Proteome-Wide Analysis using SOMAscan Identifies and Validates Chitinase-3-Like Protein 1 as a Risk and Disease Marker of Delirium Among Older Adults Undergoing Major Elective Surgery.

2021 
BACKGROUND Delirium (an acute change in cognition) is a common, morbid, and costly syndrome seen primarily in aging adults. Despite increasing knowledge of its epidemiology, delirium remains a clinical diagnosis with no established biomarkers to guide diagnosis or management. Advances in proteomics now provide opportunities to identify novel markers of risk and disease progression for postoperative delirium and its associated long-term consequences (e.g., long term cognitive decline and Alzheimer's disease [AD]). METHODS In a nested matched case-control study (18 delirium/no-delirium pairs) within the Successful Aging after Elective Surgery study (N=556), we evaluated the association of 1,305 plasma proteins preoperatively [PREOP] and on postoperative day 2 [POD2]) with delirium using SOMAscan. Generalized linear models were applied to ELISA validation data of one protein across the full cohort.

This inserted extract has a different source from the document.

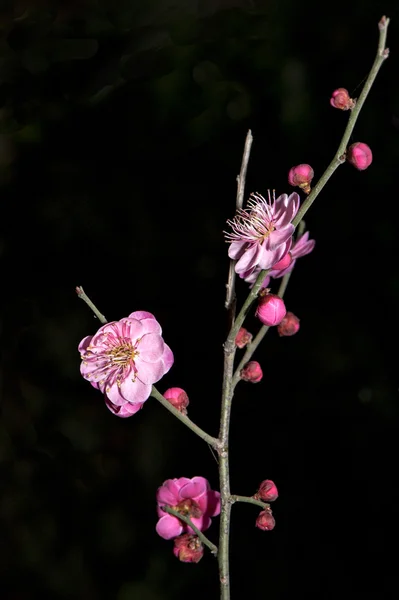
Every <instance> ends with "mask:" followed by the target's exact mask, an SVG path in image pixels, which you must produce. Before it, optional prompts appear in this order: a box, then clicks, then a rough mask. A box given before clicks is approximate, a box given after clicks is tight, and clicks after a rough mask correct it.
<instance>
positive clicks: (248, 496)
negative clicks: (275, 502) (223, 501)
mask: <svg viewBox="0 0 399 600" xmlns="http://www.w3.org/2000/svg"><path fill="white" fill-rule="evenodd" d="M235 502H246V503H247V504H254V505H255V506H260V507H261V508H263V509H264V510H265V509H267V508H270V504H268V503H267V502H262V500H257V499H256V498H254V497H253V496H238V495H237V494H233V495H232V496H231V503H232V504H234V503H235Z"/></svg>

Multi-protein modeling included delirium biomarkers identified in prior work (C-reactive protein, interleukin-6 [IL6]). RESULTS We identified chitinase-3-like-protein-1 (CHI3L1/YKL-40) as the sole delirium-associated protein in both a PREOP and a POD2 predictor model, a finding confirmed by ELISA. Multi-protein modeling found high PREOP CHI3L1/YKL-40 and POD2 IL6 increased the risk of delirium (relative risk [95% confidence interval] Quartile [Q]4 vs. Q1: 2.4[1.2-5.0] and 2.1[1.1-4.1], respectively). CONCLUSIONS Our identification of CHI3L1/YKL-40 in postoperative delirium parallels reports of CHI3L1/YKL-40 and its association with aging, mortality, and age-related conditions including AD onset and progression. This highlights the type 2 innate immune response, involving CHI3L1/YKL-40, as an underlying mechanism of postoperative delirium, a common, morbid, and costly syndrome that threatens the independence of older adults.